Crossbencher peer Lord Kerslake, who was in charge of the civil service between 2012 and 2014, said deep concerns about the "hostile environment" policy were expressed across government.
He told BBC2's Newsnight: "I think it was not just a question of the Home Secretary being told it was a challenging policy, the prime minister was as well.
"This was a very contested piece of legislation across government departments.
"Now, I can't say, and shouldn't say, as the former head of the civil service, precisely who gave what advice to whom. But, what I can tell you, it was highly contested and there were some who saw it, I shan't name them, as almost reminiscent of Nazi Germany in the way it's working."
Asked if he was referring to people in the civil service, Lord Kerslake said: "No, some of the ministers were deeply unhappy."
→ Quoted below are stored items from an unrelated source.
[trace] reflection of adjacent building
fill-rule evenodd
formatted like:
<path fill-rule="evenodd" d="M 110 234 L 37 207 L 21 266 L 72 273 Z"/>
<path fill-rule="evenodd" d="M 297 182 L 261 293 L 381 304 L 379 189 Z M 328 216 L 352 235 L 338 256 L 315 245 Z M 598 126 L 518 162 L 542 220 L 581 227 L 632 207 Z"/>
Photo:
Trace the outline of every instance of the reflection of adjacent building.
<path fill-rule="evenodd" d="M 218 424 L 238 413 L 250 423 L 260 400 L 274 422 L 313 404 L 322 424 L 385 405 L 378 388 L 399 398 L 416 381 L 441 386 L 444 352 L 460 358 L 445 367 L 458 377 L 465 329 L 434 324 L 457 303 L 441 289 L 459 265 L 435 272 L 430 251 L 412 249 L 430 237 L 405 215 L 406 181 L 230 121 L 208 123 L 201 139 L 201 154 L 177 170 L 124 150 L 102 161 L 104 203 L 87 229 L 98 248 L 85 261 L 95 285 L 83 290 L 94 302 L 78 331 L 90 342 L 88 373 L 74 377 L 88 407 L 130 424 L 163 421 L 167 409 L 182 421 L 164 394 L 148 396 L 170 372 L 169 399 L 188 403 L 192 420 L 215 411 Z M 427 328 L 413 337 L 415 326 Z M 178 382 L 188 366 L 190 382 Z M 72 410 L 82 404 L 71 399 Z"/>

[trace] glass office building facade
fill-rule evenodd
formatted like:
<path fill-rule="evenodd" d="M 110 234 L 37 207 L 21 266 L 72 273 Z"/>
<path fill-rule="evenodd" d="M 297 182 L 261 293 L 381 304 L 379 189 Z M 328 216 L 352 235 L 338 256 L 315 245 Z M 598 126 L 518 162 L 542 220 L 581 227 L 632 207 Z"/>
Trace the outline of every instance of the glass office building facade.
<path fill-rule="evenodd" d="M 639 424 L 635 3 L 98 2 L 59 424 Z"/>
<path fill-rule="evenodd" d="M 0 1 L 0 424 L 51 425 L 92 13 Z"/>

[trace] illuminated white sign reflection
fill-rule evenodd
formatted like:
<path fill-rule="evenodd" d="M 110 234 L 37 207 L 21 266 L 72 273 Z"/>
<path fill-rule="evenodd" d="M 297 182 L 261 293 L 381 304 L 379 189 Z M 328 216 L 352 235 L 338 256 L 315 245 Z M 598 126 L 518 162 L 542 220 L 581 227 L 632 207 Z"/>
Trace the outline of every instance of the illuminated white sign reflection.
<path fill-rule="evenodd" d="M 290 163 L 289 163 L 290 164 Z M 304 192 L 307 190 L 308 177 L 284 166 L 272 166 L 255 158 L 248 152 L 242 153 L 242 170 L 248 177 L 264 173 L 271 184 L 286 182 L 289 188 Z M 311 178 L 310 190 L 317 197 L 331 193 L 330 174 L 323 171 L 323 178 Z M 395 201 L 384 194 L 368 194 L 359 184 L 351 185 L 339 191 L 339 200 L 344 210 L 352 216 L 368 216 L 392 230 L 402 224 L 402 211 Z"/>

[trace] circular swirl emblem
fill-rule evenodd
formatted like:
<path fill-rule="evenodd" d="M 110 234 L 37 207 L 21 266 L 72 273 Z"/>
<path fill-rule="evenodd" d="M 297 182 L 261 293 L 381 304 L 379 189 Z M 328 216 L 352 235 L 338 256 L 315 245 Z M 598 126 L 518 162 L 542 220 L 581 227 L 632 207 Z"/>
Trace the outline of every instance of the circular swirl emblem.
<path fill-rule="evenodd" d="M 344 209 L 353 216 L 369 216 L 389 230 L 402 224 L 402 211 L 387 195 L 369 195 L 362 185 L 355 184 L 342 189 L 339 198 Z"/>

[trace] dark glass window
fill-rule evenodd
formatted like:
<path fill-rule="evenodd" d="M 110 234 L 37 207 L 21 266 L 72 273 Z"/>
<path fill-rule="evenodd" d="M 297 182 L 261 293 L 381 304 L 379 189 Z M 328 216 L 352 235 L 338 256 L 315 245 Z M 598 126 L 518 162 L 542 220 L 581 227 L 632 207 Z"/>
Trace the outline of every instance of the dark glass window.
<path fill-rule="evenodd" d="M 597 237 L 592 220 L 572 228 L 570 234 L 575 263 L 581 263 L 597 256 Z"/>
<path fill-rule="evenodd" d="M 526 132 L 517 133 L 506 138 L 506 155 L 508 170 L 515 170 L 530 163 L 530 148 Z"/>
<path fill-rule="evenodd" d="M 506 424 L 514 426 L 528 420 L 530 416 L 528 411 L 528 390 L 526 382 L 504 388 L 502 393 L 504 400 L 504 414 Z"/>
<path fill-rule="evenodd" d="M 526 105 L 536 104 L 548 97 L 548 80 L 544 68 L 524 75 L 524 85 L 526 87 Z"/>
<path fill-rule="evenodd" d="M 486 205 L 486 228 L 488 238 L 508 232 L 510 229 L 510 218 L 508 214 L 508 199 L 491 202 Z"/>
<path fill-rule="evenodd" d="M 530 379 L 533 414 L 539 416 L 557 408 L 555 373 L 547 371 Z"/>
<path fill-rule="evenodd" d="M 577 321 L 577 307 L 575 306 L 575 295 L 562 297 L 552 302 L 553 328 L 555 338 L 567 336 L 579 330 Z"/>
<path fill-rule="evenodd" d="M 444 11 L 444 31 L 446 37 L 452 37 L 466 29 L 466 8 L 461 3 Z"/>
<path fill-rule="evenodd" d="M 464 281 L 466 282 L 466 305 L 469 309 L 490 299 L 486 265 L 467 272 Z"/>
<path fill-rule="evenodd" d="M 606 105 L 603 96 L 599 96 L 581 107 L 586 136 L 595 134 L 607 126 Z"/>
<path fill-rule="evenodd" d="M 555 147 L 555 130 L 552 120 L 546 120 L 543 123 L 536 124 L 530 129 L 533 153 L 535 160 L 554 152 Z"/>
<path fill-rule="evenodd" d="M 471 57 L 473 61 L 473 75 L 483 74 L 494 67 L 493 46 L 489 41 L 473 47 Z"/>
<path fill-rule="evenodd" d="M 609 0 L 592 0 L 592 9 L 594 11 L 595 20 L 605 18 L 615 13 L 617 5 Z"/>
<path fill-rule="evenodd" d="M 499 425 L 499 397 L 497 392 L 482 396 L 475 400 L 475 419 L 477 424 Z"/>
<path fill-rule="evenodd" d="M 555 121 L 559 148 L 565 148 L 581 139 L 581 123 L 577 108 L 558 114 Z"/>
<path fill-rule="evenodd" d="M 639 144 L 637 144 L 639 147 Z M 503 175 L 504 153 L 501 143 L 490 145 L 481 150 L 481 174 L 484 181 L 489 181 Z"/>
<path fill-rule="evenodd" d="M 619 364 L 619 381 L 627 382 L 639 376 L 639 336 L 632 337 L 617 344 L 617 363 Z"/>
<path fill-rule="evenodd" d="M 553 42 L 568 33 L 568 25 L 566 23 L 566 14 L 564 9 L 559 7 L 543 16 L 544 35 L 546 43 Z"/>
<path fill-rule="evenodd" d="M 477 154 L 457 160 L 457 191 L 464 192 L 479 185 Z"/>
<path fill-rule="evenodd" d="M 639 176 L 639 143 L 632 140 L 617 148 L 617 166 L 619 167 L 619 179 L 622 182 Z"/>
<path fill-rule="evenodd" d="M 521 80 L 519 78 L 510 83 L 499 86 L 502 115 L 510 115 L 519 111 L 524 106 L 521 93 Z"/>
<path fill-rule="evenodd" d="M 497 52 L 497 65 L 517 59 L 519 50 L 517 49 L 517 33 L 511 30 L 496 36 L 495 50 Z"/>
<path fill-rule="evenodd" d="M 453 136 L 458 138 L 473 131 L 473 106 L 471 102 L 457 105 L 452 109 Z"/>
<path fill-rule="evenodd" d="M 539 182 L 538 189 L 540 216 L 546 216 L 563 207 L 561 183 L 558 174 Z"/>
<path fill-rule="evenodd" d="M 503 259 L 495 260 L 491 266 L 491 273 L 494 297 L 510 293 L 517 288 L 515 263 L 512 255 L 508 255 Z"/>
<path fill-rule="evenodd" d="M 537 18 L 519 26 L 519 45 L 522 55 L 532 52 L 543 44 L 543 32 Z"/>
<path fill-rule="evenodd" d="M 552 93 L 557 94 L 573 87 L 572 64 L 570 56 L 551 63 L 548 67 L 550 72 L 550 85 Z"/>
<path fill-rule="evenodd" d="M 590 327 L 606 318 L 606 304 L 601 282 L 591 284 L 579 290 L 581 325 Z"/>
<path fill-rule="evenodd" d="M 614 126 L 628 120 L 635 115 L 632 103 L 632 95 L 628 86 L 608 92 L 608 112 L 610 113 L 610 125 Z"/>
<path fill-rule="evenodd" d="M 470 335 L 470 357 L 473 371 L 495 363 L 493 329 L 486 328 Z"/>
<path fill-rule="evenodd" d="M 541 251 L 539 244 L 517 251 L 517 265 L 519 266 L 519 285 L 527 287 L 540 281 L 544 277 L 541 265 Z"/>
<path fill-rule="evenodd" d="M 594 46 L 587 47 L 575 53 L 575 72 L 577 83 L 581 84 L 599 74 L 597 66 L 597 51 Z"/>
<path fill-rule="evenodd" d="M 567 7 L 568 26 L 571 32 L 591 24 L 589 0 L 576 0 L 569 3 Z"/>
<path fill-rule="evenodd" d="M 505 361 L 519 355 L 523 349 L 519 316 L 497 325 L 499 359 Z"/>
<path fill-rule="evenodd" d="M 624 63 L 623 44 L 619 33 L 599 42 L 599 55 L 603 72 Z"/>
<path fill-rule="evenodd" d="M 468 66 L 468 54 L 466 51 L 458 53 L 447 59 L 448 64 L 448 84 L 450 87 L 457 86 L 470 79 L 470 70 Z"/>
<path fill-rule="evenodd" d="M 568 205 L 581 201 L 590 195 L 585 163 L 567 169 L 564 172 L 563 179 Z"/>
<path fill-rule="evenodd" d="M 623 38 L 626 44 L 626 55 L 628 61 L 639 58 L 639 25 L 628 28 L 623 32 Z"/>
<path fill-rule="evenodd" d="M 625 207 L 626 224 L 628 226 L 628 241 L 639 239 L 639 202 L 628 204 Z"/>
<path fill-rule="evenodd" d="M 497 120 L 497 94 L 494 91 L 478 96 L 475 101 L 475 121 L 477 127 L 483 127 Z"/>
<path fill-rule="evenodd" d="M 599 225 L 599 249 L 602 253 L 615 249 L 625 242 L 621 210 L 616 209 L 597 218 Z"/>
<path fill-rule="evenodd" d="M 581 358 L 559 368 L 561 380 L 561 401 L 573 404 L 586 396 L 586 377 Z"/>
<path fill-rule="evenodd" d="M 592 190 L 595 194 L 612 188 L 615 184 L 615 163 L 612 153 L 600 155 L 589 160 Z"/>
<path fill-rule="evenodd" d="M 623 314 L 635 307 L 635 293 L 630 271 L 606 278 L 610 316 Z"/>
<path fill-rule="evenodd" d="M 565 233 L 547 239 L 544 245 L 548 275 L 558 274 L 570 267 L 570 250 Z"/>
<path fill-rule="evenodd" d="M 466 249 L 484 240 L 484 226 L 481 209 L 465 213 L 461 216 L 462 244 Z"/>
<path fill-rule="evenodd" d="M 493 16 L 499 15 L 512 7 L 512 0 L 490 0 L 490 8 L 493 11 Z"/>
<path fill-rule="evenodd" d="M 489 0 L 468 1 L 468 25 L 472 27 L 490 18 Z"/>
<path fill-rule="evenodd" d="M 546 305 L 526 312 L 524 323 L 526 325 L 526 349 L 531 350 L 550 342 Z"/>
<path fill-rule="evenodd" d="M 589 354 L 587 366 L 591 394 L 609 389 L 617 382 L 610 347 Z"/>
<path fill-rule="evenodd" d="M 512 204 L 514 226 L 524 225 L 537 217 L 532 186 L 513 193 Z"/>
Pressed on whether the government could say that experts did not warn them a Windrush generation problem could be a consequence of the move, Lord Kerslake said: "Look, I don't think they can say that really.
"You created an environment in which action was going to be taken and there was a risk, it was obvious to everyone, that you would take the rough with the smooth. I think it would be just quite wrong to land this on the civil service, basically.
"This was a conscious policy in order to hold on to a strong policy position that was proving very difficult to imply."
Lord Kerslake said it was "completely ridiculous" for Home Secretary Amber Rudd to try to blame civil servants for the Windrush situation.
"You cannot create a climate and then not expect it to have consequences."
Mrs May faces calls for an independent review of immigration policies, including the "hostile environment" initiative.
The Home Office has said the number of Windrush cases being investigated had surged to 113.